INTRODUCTION: Catecholaminergic polymorphic ventricular tachycardia (CPVT) is an inherited arrhythmic condition defined by episodic syncope that occurs during intense emotion or exercise. CPVT is usually caused by mutations in the cardiac ryanodine receptor (RyR2) gene, and while some patients remain asymptomatic into adulthood, others develop the disease during childhood, which suggests environmental factors can influence disease progression. However, to our knowledge, no one has considered the role of the maternal environment in programming CPVT outcomes. Recent data from our laboratory suggests that ventricular arrhythmia sensitivity can be programmed during fetal development by exposure to hypoxia. Therefore, we hypothesised that fetal hypoxia increases disease severity in individuals with a CPVT mutation.
METHOD: RyR2-R2474S knock-in male mice were bred with wild-type C57BL/6NRj female mice. Pregnant mice were either subjected to normoxic (21% O2, n = 10) or hypoxic (13% O2, n = 5) conditions from gestational day (GD) 6-18. From this experimental design, four groups were established – (1) Wild Type Normoxia (WT-N), (2) RyR2 normoxia (RyR2-N), (3) Wild Type Hypoxia (WT-H) and (4) RyR2 Hypoxia (RyR2-H). Maternal weight, food and water intake were monitored during the incubations, as well as offspring litter size, sex split and body weight from birth to 16 weeks. Ventricular electrical mapping was used to investigate offspring arrhythmia sensitivity at 16 weeks using programmed electrical stimulation.
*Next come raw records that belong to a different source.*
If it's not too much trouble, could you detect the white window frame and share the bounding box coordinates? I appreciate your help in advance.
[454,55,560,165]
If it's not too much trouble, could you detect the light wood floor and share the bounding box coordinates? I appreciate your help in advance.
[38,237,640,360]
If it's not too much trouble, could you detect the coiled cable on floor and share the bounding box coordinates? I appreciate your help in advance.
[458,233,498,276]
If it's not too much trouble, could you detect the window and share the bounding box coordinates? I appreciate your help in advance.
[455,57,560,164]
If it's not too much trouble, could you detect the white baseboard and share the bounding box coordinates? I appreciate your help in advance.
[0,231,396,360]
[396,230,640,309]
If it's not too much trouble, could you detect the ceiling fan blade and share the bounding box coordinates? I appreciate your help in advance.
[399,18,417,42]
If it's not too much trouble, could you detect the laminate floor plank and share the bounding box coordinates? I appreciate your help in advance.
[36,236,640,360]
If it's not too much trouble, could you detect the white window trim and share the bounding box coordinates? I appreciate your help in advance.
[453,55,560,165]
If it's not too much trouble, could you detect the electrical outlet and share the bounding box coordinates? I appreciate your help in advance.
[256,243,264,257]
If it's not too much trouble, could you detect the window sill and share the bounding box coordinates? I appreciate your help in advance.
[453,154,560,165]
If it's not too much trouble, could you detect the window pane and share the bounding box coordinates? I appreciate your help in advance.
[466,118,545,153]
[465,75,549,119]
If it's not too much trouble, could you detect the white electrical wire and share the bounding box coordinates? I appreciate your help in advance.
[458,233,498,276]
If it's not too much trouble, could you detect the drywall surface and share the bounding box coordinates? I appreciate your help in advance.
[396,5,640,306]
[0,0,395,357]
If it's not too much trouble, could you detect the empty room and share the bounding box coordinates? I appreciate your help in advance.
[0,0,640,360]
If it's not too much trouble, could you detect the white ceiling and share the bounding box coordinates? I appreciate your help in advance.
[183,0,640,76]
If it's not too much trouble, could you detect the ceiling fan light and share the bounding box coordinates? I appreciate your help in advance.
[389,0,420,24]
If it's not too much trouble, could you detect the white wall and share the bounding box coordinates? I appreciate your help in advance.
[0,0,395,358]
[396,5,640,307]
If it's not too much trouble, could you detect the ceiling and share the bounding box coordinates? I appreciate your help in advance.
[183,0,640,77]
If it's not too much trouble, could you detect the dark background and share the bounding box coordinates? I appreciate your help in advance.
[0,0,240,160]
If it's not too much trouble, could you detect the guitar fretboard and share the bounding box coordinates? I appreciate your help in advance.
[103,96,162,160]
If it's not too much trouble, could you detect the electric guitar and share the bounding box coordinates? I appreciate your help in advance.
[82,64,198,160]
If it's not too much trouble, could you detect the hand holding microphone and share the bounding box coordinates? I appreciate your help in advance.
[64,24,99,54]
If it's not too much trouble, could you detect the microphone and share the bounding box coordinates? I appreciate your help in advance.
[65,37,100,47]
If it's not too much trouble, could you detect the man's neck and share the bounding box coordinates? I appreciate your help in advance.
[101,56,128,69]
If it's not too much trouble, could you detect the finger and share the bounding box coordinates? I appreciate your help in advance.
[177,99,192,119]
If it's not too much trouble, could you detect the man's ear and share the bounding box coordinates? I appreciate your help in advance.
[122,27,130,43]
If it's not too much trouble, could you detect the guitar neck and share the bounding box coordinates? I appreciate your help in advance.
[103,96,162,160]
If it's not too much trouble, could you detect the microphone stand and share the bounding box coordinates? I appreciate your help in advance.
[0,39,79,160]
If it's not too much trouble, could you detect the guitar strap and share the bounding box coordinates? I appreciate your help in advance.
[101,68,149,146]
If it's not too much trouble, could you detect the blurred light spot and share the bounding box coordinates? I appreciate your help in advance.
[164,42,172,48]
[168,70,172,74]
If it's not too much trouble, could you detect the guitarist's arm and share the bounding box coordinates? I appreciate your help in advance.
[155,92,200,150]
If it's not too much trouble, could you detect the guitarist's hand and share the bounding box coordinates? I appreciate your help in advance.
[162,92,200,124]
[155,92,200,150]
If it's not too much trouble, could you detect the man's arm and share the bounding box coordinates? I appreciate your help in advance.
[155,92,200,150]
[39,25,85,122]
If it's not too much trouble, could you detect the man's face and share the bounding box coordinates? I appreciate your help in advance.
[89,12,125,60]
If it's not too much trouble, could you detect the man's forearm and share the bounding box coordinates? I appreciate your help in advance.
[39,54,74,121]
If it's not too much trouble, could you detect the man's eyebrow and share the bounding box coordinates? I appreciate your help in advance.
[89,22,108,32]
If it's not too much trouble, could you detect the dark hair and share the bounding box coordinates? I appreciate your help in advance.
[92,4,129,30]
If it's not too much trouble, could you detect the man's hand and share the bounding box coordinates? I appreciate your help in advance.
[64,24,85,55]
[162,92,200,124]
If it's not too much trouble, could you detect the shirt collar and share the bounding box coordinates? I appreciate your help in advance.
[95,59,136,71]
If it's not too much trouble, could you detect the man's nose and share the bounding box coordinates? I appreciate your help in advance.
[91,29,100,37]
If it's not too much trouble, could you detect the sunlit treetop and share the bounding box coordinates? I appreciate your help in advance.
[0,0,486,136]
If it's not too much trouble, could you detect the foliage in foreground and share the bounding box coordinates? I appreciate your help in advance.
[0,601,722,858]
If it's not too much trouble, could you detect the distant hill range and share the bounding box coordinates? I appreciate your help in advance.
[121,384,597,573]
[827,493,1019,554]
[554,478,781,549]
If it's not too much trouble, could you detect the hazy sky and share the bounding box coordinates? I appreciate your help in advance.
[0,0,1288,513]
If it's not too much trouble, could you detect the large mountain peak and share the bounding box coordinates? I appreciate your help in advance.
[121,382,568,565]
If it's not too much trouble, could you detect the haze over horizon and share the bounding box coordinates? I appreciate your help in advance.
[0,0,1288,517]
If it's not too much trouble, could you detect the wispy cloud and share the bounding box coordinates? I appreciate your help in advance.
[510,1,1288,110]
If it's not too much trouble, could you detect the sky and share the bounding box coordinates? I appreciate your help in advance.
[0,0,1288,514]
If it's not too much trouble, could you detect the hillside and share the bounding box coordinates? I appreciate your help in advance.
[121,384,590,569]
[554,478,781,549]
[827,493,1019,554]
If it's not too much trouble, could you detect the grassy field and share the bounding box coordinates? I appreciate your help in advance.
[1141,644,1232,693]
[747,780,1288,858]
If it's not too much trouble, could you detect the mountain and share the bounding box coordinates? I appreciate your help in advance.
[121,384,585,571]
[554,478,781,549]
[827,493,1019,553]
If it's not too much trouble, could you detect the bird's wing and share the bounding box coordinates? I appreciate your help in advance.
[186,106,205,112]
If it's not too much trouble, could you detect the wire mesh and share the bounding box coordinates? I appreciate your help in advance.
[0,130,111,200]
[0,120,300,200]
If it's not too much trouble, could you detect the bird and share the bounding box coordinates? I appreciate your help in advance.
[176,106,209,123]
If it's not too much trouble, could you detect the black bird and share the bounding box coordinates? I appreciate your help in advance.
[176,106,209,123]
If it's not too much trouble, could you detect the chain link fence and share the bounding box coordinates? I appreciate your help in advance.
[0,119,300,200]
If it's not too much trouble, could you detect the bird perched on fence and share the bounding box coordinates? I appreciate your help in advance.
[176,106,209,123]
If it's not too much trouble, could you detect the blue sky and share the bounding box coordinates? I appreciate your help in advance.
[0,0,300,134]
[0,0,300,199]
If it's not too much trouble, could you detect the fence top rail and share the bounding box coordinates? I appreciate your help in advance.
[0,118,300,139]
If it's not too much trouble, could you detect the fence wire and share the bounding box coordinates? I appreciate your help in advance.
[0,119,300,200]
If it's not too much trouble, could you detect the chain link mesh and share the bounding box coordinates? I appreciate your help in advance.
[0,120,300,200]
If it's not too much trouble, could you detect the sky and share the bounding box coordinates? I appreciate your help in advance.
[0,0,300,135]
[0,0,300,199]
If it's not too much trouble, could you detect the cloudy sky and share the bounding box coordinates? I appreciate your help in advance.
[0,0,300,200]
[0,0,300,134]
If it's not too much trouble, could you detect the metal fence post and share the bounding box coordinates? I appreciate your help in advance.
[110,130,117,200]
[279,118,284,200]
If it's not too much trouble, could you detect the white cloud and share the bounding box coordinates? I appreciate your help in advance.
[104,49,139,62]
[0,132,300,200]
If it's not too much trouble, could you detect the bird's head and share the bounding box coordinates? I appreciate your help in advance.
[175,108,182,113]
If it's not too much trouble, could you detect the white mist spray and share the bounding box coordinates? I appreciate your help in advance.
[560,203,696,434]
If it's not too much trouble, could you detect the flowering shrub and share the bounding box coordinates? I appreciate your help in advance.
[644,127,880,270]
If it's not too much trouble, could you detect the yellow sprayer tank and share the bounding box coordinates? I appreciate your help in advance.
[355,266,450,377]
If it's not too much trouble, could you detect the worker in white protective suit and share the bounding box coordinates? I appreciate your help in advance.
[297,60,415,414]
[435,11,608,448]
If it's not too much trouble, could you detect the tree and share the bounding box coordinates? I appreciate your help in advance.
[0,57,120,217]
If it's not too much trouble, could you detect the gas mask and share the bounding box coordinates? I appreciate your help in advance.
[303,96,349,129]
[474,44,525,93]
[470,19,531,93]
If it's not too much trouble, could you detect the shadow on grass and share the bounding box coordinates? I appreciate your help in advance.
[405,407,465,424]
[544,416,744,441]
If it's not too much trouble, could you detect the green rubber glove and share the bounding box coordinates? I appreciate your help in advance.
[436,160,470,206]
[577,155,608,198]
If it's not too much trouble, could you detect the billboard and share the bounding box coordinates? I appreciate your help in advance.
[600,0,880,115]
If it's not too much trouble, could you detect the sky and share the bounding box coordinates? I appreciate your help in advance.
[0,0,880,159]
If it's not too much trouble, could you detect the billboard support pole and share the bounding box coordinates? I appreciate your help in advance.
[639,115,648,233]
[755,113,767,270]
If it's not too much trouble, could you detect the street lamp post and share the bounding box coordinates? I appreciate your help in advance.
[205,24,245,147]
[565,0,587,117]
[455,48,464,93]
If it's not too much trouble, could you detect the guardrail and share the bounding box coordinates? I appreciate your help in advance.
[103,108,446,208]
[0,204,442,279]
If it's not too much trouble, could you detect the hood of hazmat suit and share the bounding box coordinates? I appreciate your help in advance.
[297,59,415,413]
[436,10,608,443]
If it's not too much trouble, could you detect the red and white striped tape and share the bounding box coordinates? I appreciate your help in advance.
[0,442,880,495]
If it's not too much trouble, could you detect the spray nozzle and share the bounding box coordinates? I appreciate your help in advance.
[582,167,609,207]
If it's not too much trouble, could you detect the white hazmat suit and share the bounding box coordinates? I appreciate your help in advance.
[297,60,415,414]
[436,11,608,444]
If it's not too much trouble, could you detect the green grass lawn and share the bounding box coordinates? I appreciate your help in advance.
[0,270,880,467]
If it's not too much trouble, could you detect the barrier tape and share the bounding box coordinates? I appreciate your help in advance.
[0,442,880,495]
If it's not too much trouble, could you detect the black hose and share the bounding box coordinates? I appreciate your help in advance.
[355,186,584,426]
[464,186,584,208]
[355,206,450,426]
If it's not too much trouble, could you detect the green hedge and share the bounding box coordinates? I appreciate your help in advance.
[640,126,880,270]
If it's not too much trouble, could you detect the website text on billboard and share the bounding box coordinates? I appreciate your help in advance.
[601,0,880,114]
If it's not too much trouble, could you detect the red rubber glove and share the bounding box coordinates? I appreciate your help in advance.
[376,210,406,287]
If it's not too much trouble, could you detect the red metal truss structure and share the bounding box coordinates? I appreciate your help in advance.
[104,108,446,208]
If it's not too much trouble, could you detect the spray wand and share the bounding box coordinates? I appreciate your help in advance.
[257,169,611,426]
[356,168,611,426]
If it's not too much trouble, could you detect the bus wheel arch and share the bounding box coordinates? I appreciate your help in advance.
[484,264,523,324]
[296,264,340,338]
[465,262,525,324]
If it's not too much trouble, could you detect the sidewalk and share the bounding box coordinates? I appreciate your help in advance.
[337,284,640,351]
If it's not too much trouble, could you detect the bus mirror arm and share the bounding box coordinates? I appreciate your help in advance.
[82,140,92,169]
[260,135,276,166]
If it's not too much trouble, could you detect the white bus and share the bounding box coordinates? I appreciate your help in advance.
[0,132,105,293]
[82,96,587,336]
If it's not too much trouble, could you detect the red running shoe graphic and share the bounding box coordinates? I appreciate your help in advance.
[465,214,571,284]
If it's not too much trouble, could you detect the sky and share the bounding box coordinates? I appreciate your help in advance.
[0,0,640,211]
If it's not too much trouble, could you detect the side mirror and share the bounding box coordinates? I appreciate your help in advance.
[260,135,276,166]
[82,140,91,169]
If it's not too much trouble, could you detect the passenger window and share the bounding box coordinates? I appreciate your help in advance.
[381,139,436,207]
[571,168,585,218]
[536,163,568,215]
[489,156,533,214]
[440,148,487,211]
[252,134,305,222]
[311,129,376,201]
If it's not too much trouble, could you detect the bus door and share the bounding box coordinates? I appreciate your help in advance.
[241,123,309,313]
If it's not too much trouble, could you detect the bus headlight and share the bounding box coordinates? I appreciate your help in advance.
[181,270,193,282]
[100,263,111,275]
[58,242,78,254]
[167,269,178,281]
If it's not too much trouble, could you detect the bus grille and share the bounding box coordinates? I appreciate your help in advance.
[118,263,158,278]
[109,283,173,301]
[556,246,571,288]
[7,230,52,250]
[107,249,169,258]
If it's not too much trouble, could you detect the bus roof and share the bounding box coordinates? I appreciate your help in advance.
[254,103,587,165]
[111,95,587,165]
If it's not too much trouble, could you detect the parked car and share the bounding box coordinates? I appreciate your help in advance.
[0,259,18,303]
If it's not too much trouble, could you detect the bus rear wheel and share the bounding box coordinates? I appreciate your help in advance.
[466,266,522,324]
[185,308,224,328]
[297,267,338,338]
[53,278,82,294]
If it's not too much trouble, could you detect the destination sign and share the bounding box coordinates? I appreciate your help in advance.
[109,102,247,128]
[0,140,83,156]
RESULT: There were no significant differences in maternal body weight, food intake or water intake between the normoxic and hypoxic offspring. Furthermore, no significant relationship was found between litter size, sex split, individual offspring body weight, and litter weight between the experimental groups. The initial data suggests that fetal hypoxia and CPVT mutation both increase the likelihood of arrhythmia under programmed electrical stimulation, but there was no significant interaction between these factors.
CONCLUSION: At this preliminary stage, we show that hypoxia had no significant effect on maternal and fetal parameters in either wild-type or CPVT mutants, suggesting no overt morphological effects of either treatment. The electrical mapping showed that arrhythmia sensitivity is increased by fetal hypoxia or CPVT mutation, but no interaction was observed between these factors. However, data should be interpreted cautiously because of a low sample size (n = 4-7 offspring). Therefore, future work will increase the sample size to fully ascertain whether exposure to fetal hypoxia can influence cardiovascular outcomes in CPVT mutants.